Diante da decisão do juiz em seguir com o interrogatório dos réus, os acusados optaram pelo silêncio. João Daniel Jacobina, defensor de Marcelo Castro, afirmou que os réus “teriam o que dizer”, mas que a orientação técnica foi não falar devido à suposta falta de acesso a documentos que o próprio delegado Charles Leão detalhou no dia anterior.
Nos bastidores jurídicos, o silêncio dos réus é interpretado como uma estratégia para tentar deslocar a responsabilidade de Marcelo Castro e concentrá-la nas figuras do editor-chefe Jamerson Oliveira e do produtor Lucas Costa. O adiamento também foi visto como tática para blindar o apresentador de TV acusado.
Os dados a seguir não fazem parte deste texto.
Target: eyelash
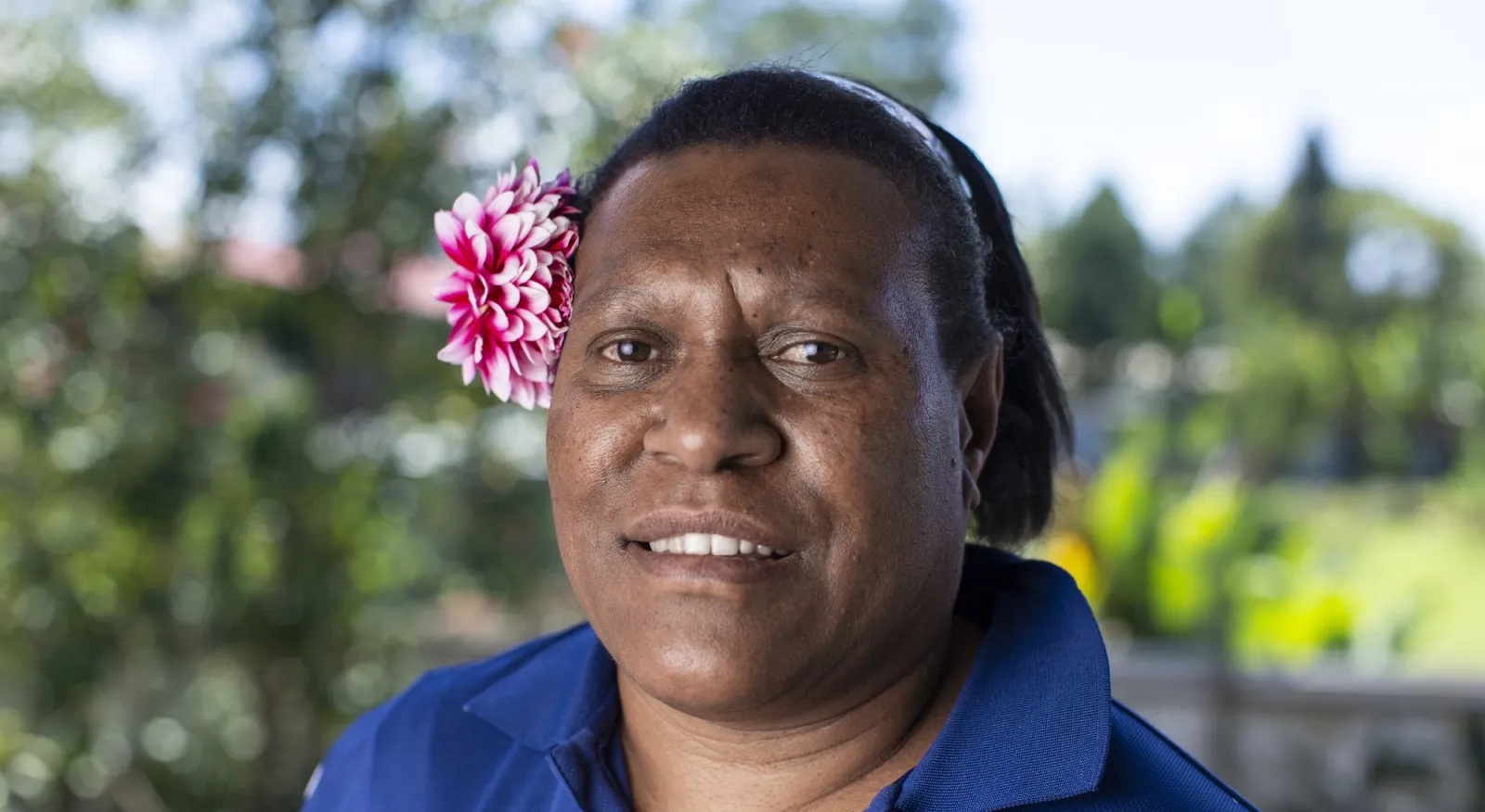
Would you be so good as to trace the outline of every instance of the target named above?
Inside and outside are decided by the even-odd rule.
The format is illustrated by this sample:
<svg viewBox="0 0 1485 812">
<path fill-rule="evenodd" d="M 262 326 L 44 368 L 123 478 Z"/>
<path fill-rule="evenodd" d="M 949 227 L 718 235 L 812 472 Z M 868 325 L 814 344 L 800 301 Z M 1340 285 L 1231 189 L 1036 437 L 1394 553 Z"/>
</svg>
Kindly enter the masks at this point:
<svg viewBox="0 0 1485 812">
<path fill-rule="evenodd" d="M 643 348 L 646 348 L 644 357 L 643 359 L 630 359 L 630 360 L 625 360 L 622 357 L 625 354 L 625 350 L 624 350 L 625 347 L 630 347 L 630 348 L 643 347 Z M 818 362 L 818 363 L 817 362 L 811 362 L 808 359 L 797 360 L 797 362 L 786 362 L 786 363 L 797 363 L 797 365 L 805 365 L 805 366 L 826 366 L 829 363 L 835 363 L 835 362 L 843 359 L 845 354 L 846 354 L 846 350 L 843 347 L 841 347 L 839 344 L 832 344 L 829 341 L 796 341 L 794 344 L 790 344 L 790 345 L 784 347 L 778 353 L 774 353 L 772 357 L 774 359 L 781 359 L 790 350 L 796 350 L 796 348 L 797 350 L 803 350 L 805 347 L 820 348 L 826 354 L 830 354 L 830 357 L 827 360 Z M 817 351 L 820 351 L 820 350 L 817 350 Z M 655 356 L 655 353 L 656 353 L 656 347 L 653 344 L 649 344 L 649 342 L 644 342 L 644 341 L 636 341 L 636 339 L 613 341 L 610 344 L 606 344 L 600 350 L 600 356 L 603 356 L 609 362 L 619 363 L 619 365 L 644 363 L 644 362 L 649 362 Z M 814 354 L 814 353 L 809 353 L 809 354 Z"/>
</svg>

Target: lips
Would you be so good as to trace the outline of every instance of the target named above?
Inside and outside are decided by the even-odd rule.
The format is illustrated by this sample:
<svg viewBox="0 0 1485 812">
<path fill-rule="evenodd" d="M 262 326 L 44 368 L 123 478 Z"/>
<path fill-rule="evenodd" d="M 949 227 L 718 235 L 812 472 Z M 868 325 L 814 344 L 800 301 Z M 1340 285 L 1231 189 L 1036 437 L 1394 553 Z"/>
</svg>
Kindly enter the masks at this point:
<svg viewBox="0 0 1485 812">
<path fill-rule="evenodd" d="M 665 510 L 624 530 L 625 547 L 650 576 L 677 584 L 762 584 L 796 569 L 800 544 L 731 511 Z"/>
<path fill-rule="evenodd" d="M 680 556 L 780 557 L 800 548 L 784 535 L 741 513 L 662 510 L 624 528 L 624 539 L 652 553 Z"/>
<path fill-rule="evenodd" d="M 772 559 L 784 557 L 789 550 L 774 550 L 766 544 L 757 544 L 745 538 L 732 538 L 720 533 L 683 533 L 679 536 L 659 538 L 644 547 L 650 553 L 667 553 L 671 556 L 741 556 Z"/>
</svg>

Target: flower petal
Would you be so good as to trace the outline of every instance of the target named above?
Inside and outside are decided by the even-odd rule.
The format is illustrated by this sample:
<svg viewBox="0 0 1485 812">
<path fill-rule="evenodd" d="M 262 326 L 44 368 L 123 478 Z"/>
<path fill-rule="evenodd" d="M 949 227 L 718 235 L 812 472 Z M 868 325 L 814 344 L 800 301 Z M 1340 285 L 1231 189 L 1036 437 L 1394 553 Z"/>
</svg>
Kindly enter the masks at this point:
<svg viewBox="0 0 1485 812">
<path fill-rule="evenodd" d="M 521 299 L 526 310 L 542 313 L 552 304 L 551 293 L 541 284 L 526 283 L 521 286 Z"/>
</svg>

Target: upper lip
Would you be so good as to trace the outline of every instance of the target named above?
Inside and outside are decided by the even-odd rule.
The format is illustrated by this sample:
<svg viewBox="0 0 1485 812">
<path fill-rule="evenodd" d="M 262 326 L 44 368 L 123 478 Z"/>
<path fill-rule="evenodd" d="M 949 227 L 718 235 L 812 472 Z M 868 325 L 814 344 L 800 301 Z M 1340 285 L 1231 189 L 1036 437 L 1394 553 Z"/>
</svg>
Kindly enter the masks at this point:
<svg viewBox="0 0 1485 812">
<path fill-rule="evenodd" d="M 643 544 L 685 533 L 713 533 L 763 544 L 775 550 L 799 550 L 797 545 L 786 542 L 778 532 L 768 529 L 756 519 L 728 510 L 656 510 L 624 528 L 625 541 Z"/>
</svg>

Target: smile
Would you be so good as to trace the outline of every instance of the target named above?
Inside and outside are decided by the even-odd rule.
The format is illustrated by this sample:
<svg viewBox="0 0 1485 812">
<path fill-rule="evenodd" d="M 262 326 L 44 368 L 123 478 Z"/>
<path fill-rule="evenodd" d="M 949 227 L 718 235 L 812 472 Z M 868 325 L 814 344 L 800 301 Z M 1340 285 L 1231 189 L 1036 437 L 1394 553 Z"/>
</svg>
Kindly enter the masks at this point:
<svg viewBox="0 0 1485 812">
<path fill-rule="evenodd" d="M 668 553 L 679 556 L 753 556 L 759 559 L 781 559 L 787 550 L 775 550 L 766 544 L 732 538 L 717 533 L 682 533 L 670 538 L 655 539 L 643 544 L 650 553 Z"/>
</svg>

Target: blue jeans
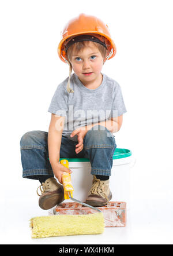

A investigação, detalhada pela Record Bahia, aponta que o esquema operou por quase um ano e meio, incentivando os telespectadores a doarem quantias que culminaram em um desvio de quase R$ 407 mil. O valor representa 75% do total arrecadado em campanhas solidárias veiculadas pela emissora. Estima-se que o complô tenha vitimado diretamente 12 famílias em situação de vulnerabilidade.